Alguien se dirige ahora a un bar, un bar cualquiera. Fuma y fuma y busca el pelotazo de ron en la nuca, el impacto vivificante, la excitación que lo consume. Dos tragos vacían la copa en la grasienta mezquindad del bar. Las manos, sus manos, que él frota y refrota con agua casi hirviendo, siguen oliendo a pescado, como una maldición. Hay en su conducta una suerte de repetición exacta, de trance ya vivido que no mengua, sin embargo, su ansia devoradora, la enorme calentura que le abulta en los vaqueros. Otra copa vaciada apenas en dos tragos. Deja el billete arrugado y sudoroso, que también huele a pescado, sobre el mostrador lleno de mugre. Otra vez el aire húmedo y fresco, el pálido resuello de un otoño que se marchita. Y la luna. La luna llena, como la otra vez. Todo igual. Todo una exacta repetición, como en un sueño ya soñado. Sin pensar, sólo dejándose llevar por el deseo. Arde el alcohol en sus entrañas y lo empuja hacia un portal, un portal cualquiera. La puerta está abierta; alguien entra en el ascensor. Y él sube. Dos seres en un cubículo de apenas un metro cuadrado. Todo casi igual, pequeñas diferencias, pero qué más da. Acaricia el objeto en el fondo del bolsillo y siente que va a reventar. «¿A cuál va? Al último, responde con voz suave».

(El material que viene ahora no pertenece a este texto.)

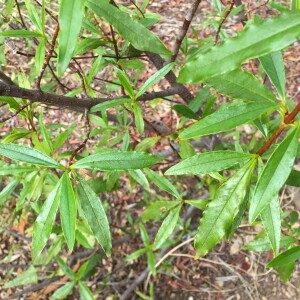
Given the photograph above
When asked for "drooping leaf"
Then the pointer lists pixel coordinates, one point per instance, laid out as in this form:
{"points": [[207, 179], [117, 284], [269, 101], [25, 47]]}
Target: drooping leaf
{"points": [[154, 79], [117, 160], [162, 182], [285, 258], [257, 39], [94, 214], [274, 175], [139, 36], [68, 210], [44, 222], [167, 227], [274, 67], [239, 84], [207, 162], [220, 212], [70, 20], [138, 118], [28, 155], [226, 117], [270, 217]]}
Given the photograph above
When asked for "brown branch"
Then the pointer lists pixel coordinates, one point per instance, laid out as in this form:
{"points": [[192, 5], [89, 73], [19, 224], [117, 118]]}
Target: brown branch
{"points": [[287, 120], [223, 20], [73, 103], [184, 29], [48, 57]]}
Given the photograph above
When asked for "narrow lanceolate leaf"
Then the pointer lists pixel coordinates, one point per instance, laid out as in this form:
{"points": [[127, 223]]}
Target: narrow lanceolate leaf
{"points": [[19, 33], [274, 175], [162, 182], [28, 155], [138, 118], [154, 79], [44, 222], [270, 217], [274, 67], [70, 20], [68, 210], [117, 160], [167, 227], [220, 212], [254, 41], [239, 84], [95, 215], [108, 104], [125, 82], [285, 258], [228, 116], [208, 162], [138, 35]]}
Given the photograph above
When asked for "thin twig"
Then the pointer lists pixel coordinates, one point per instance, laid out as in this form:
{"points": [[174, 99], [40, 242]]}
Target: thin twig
{"points": [[185, 26]]}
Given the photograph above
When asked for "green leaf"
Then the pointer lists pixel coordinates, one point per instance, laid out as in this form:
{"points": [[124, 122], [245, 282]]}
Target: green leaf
{"points": [[108, 104], [20, 33], [185, 111], [125, 82], [226, 117], [275, 174], [138, 118], [257, 39], [70, 20], [117, 160], [155, 78], [27, 277], [84, 291], [285, 258], [207, 162], [162, 183], [94, 214], [68, 210], [44, 222], [220, 212], [270, 217], [28, 155], [139, 36], [263, 244], [293, 179], [63, 291], [239, 84], [200, 204], [40, 56], [167, 227], [274, 67]]}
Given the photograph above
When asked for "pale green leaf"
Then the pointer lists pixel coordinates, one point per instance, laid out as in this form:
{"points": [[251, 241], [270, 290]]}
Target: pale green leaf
{"points": [[167, 227], [28, 155], [226, 117], [44, 222], [274, 67], [220, 212], [94, 214], [257, 39], [274, 174], [207, 162], [270, 217], [117, 160], [155, 78], [70, 20], [139, 36], [68, 210]]}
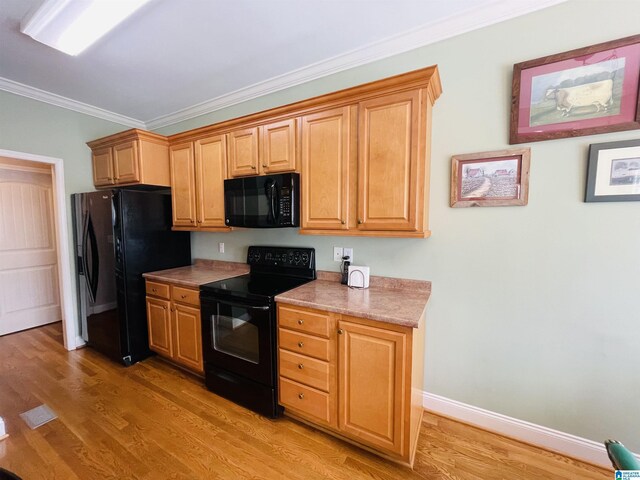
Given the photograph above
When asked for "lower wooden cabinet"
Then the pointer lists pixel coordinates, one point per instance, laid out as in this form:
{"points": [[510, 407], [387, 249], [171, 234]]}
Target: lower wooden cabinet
{"points": [[173, 318], [356, 378]]}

En esa misma ciudad de provincias hay otro hombre que busca unos ojos, que vive en la obsesión de hallar a ese otro, husmeando en las calles como un sabueso, esperando el mínimo error, una pista, cualquier dato que le ayude a atraparlo. Busca unos ojos y está seguro de que sólo con verlos reconocerá las huellas del hombre que ha aterrorizado a la, hasta hace bien poco, letárgica ciudad. Pero ese otro, ese alguien que vaga al amparo de la luna llena, no es como usted o como yo. En sus ojos hay algo que lo hace diferente. Una imagen congelada en la retina, un atroz secreto que sólo él conoce. Los ojos de alguien corriente. Los ojos de un asesino.

 

Con humildad y profunda admiración, para Antonio Muñoz Molina.